1. Subject<UpdateAction>: We use a Subject (actionSubject) to act as the source Observable. Button clicks push UpdateAction objects onto this Subject using actionSubject.next(action).
2. concatMap((action: UpdateAction) => ...): This is the core.
   • When the actionSubject emits an action, concatMap takes it.
   • It executes the inner function, which returns the inner Observable (innerApiCall$).
   • concatMap subscribes to innerApiCall$.
   • Crucially: If another action is pushed onto actionSubject before innerApiCall$ completes, concatMap waits. It doesn't execute the inner function for the new action yet.

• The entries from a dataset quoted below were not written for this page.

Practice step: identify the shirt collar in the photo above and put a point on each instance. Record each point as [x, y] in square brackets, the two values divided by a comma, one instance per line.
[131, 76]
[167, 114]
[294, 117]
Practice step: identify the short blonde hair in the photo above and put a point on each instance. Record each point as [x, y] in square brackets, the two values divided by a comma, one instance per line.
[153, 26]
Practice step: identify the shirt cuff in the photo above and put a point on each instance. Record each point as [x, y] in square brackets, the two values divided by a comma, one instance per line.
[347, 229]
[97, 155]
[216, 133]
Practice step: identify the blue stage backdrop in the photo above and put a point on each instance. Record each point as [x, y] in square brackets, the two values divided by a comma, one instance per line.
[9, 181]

   • Only when the current innerApiCall$ completes (either successfully maps to a result or is handled by catchError) does concatMap proceed to process the next queued action from actionSubject.
3. delay(): Added inside the simulated API call to make the sequential waiting behavior obvious in the log.
4. Logging: The console and UI logs will clearly show actions being queued, then starting, then completing one after another, even if the buttons are clicked very rapidly.

Summary

use concatMap when the order of execution matters and you need to ensure that asynchronous operations triggered by a stream of events happen sequentially, one completing before the next one begins. It's your tool for enforcing order in asynchronous workflows.